Making Lunch Time Learning Time at Hilton Head High
School turns its short, successive lunch periods into a single, longer “independent learning time” with food.
November 11, 2014
Up to this year, Hilton Head High School, part of the Beaufort County (SC) School District, operated its lunch schedule like most high schools in this country. Each class paraded through the cafeteria, crowding the servery to get their food and then gobble it down while chatting up friends, all in a constricted 25-minute lunch period. When they left, the next troupe crowded in.
But starting this September 2nd, the dynamic has changed totally. Instead of several 25-minute lunch periods with successive groups of students, there is now a single 50-minute period that is designated an “independent learning period” for all of the school’s 1,300 students.
The doubled time allows students to take a real break while getting together on peer projects, studying and speaking with teachers. The single period also allows lunch to be positioned at, well, lunch time instead of scattered from mid-morning to mid-afternoon.

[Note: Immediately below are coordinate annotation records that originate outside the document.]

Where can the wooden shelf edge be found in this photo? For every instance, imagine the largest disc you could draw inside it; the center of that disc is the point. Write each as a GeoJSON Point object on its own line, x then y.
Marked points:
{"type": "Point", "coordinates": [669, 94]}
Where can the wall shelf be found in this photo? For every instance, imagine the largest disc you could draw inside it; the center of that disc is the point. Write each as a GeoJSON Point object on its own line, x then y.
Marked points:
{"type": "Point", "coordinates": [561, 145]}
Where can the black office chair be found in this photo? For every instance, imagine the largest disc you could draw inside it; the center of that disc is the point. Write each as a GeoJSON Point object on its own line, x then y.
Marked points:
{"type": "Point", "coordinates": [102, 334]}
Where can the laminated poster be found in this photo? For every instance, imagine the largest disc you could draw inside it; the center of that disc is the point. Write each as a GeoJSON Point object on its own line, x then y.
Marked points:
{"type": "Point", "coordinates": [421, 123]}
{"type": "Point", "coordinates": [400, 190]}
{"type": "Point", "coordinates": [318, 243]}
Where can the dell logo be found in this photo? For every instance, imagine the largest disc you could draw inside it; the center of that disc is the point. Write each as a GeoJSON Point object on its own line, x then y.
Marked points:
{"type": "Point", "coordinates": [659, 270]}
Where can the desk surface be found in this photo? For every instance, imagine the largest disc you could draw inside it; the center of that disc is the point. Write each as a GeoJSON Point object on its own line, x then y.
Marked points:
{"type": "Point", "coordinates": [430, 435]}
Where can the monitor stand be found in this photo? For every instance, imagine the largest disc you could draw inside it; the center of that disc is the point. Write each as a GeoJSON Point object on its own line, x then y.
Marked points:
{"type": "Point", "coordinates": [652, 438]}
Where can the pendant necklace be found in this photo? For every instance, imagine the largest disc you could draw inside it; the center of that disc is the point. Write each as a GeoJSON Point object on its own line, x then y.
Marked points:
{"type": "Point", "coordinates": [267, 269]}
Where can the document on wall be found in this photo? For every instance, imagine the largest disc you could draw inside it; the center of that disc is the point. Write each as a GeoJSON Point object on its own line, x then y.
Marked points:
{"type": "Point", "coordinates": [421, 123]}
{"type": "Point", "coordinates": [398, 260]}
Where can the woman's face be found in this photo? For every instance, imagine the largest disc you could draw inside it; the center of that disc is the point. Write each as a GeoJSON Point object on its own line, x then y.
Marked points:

Of course, this alternative model has also required some changes from the nutrition services department. In order to accommodate students who now are allowed to scatter around the building rather than stay in the cafeteria, the department has deployed three kiosks around the premises, and also opened a new c-store where both reimbursable meals and selected a la carte items are sold.
“We offer as much self-serve as possible so we can get them through the line quickly,” says Roberta Edwards, general manager for onsite service solutions with contract management company Sodexo, which operates foodservice at Hilton Head High.
The kiosk carts each have a different menu, so they serve as mini destination restaurants, while the cafeteria has everything the carts offer as well as a self-serve salad bar and pizza (pizza was initially tried on a kiosk cart but the demand overwhelmed the capacity).
Lunch participation is up modestly and sits around 76% while a la carte sales at the school, which has an approximately 32% free/reduced enrollment, has tripled to over $520 a day.